Rare single-component stones and rare mixtures of different constituents accounted for 8.8% of all stones. Rare stone types include, for example, cystine, brushite, struvite, 2,8-dihydroxyadenine, protein, ammonium, sodium and potassium urate, various mixtures of these stone constituents with each other and/or with COM, COD, UAA, UAD and CA. The majority of these stones are deemed at high risk of recurrence [9]. Rare mixtures of stone components may pose an additional challenge for diagnosis, treatment and recurrence prevention. Delay in recognizing and evaluating a rare stone disease in a patient may cause chronic kidney disease that would have been preventable [32].

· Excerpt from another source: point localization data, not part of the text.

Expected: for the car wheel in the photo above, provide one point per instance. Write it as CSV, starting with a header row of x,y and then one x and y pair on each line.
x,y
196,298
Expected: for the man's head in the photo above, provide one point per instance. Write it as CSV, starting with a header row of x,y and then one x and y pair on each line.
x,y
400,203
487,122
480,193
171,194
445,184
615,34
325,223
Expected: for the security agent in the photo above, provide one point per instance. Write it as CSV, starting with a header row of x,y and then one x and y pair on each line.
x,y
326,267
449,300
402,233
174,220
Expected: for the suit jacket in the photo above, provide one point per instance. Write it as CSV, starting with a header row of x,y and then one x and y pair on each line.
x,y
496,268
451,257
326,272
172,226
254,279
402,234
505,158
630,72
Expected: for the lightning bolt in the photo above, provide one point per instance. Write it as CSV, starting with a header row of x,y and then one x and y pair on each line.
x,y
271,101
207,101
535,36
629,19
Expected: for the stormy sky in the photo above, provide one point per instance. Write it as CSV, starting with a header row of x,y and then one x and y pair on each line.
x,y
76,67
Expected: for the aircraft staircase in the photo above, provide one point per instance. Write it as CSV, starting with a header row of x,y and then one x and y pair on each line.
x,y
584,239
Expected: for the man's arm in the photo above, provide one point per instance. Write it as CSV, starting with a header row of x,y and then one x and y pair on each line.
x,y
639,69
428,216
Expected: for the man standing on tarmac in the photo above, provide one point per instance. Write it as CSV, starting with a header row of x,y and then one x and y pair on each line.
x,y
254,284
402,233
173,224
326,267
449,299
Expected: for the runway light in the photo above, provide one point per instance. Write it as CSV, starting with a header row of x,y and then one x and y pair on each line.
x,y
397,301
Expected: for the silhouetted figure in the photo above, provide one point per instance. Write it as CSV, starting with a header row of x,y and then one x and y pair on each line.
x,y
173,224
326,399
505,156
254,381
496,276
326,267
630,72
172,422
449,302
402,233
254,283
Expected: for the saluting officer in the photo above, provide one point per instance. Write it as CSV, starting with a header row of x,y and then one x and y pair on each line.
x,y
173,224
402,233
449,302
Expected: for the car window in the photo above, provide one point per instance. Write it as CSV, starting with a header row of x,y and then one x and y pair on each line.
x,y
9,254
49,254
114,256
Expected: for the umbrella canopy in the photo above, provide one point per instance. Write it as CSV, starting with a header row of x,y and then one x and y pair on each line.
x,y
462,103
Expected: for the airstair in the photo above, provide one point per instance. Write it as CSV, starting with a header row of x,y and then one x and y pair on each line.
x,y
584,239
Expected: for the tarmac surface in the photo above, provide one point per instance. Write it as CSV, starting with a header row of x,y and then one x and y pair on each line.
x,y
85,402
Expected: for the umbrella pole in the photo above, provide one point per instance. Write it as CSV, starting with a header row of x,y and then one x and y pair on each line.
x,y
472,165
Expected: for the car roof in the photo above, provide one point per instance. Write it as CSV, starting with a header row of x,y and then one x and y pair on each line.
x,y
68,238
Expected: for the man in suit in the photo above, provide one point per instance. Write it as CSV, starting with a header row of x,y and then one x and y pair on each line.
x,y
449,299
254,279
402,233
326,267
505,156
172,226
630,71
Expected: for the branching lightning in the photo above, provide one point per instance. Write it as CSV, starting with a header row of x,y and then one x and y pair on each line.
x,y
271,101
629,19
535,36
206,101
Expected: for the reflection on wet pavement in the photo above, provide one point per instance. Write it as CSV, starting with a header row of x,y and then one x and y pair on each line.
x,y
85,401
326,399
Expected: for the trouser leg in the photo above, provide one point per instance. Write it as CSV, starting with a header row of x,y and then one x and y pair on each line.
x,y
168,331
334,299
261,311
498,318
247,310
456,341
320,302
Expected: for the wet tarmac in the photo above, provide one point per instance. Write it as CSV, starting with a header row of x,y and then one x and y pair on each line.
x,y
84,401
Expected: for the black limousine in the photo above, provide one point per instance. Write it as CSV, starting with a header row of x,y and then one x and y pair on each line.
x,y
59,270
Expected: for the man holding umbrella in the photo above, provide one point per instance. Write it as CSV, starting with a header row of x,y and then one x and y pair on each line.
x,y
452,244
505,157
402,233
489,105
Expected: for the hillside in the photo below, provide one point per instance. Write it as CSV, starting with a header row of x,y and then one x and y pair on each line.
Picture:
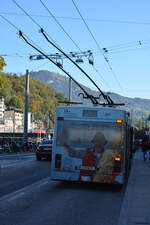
x,y
42,98
138,106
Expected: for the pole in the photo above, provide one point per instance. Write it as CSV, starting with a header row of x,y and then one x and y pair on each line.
x,y
26,108
70,89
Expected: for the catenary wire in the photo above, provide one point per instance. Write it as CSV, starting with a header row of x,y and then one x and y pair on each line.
x,y
16,28
87,19
56,46
110,67
52,15
34,21
94,101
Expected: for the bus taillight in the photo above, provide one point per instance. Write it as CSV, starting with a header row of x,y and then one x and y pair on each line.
x,y
117,166
57,161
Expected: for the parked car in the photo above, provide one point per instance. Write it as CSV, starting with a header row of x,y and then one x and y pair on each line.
x,y
44,149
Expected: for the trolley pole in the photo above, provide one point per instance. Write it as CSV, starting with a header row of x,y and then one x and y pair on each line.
x,y
26,108
70,90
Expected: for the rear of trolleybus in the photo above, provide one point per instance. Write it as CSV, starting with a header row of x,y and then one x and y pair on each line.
x,y
90,145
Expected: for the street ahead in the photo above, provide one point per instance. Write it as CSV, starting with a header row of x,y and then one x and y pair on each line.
x,y
28,196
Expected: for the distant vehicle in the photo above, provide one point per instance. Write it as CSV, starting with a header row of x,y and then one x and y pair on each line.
x,y
44,149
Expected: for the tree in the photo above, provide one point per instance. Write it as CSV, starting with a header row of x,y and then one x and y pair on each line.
x,y
16,102
2,63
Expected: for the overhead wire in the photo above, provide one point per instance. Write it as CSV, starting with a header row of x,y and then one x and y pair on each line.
x,y
94,100
97,44
87,19
55,45
16,28
56,20
33,20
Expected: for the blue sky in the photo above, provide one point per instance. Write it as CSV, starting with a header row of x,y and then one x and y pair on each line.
x,y
120,26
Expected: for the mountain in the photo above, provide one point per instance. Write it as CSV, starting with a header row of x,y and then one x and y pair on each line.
x,y
138,106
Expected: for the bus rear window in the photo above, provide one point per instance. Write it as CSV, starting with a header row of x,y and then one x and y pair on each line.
x,y
82,133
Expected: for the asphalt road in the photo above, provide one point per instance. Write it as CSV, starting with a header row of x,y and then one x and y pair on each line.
x,y
30,197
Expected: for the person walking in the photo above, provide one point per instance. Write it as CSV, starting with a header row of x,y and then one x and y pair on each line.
x,y
144,146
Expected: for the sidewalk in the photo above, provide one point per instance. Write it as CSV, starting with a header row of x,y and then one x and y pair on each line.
x,y
136,204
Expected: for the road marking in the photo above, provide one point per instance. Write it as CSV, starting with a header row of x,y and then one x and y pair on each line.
x,y
21,192
17,154
11,164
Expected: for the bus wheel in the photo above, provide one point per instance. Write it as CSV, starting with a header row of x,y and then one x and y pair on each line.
x,y
38,157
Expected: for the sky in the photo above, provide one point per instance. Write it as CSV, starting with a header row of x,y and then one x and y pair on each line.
x,y
121,27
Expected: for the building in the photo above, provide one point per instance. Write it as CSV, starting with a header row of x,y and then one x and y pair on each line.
x,y
17,116
2,107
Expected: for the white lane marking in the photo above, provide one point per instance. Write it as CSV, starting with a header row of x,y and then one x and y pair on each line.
x,y
15,164
18,154
21,192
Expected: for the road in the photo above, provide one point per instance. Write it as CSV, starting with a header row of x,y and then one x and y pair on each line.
x,y
28,196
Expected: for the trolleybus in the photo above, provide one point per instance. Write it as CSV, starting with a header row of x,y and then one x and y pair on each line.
x,y
91,144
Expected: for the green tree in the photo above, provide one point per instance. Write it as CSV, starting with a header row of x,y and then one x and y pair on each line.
x,y
16,102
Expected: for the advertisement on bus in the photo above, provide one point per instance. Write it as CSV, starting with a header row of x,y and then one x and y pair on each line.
x,y
92,150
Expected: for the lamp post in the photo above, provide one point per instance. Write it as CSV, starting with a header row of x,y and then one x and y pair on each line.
x,y
26,108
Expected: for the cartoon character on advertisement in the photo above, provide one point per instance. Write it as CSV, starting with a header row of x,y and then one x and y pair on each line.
x,y
90,156
106,164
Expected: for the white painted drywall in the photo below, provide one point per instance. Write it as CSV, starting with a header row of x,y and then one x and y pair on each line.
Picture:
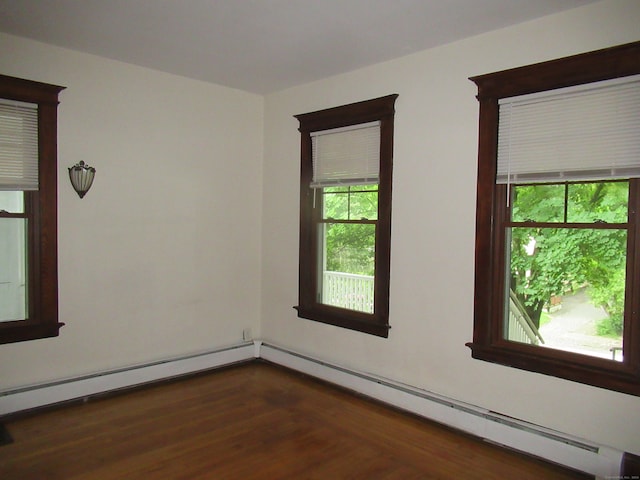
x,y
162,257
433,225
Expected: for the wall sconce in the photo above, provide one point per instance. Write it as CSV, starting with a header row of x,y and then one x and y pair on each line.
x,y
81,176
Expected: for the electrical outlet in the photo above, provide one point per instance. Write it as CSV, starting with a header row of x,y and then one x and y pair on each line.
x,y
246,335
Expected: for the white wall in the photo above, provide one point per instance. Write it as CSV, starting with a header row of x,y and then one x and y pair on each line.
x,y
433,226
162,257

Age was significantly inversely associated with the number of stone components. Furthermore, the proportion of men decreased significantly with the number of stone constituents. However, the reason for these associations remains unclear. Future research is needed to evaluate the impact of other factors on the formation of mixed stones, including comorbidities such as diabetes, hypertension and gout, and to assess the potential effects of medical management in changing stone composition trends. Even though information of how a stone might have been formed is lost when it is fragmented, such as the presence of Randall’s plaque, analysis of the fragments still allows for the mineral composition to be determined [8]. To clarify the causes and mechanisms of mixed stone formation, further studies on whole stones, i.e. spontaneously passed calculi and stones fully extracted by URS or PNL, are required. Although the observation of stone morphology is of potential use, more work needs to be done before it can be added to the standard stone analysis [28]. Since the current data confirm the frequency of mixed stones reported in previous studies, it can be assumed that the present findings can be generalized to countries other than Germany. This largest series of stone analysis to date differentiating between gender- and age-specific aspects should provide clues to the formation process of a number of different mixed stones.

Conclusion

Urinary stones rarely consisted of a single component. The vast majority of urinary calculi contained two or more components in a wide variety of different combinations. While age was inversely related to the number of stone constituents, the proportion of women increased significantly from single-component to four-component urinary calculi. Mixed stones might present a challenge for evaluation, targeted therapy and recurrence prevention of urinary stone formation. Therefore, identification and quantification of the individual stone components in mixed stones is critical for the etiology, diagnosis, and personalized treatment of urolithiasis. Understanding the pathophysiologic processes involved in the formation of mixed stones is essential to ensure appropriate prevention of stone recurrences. A personalized approach that considers all clinically relevant stone constituents could improve the treatment outcome of urinary stone disease.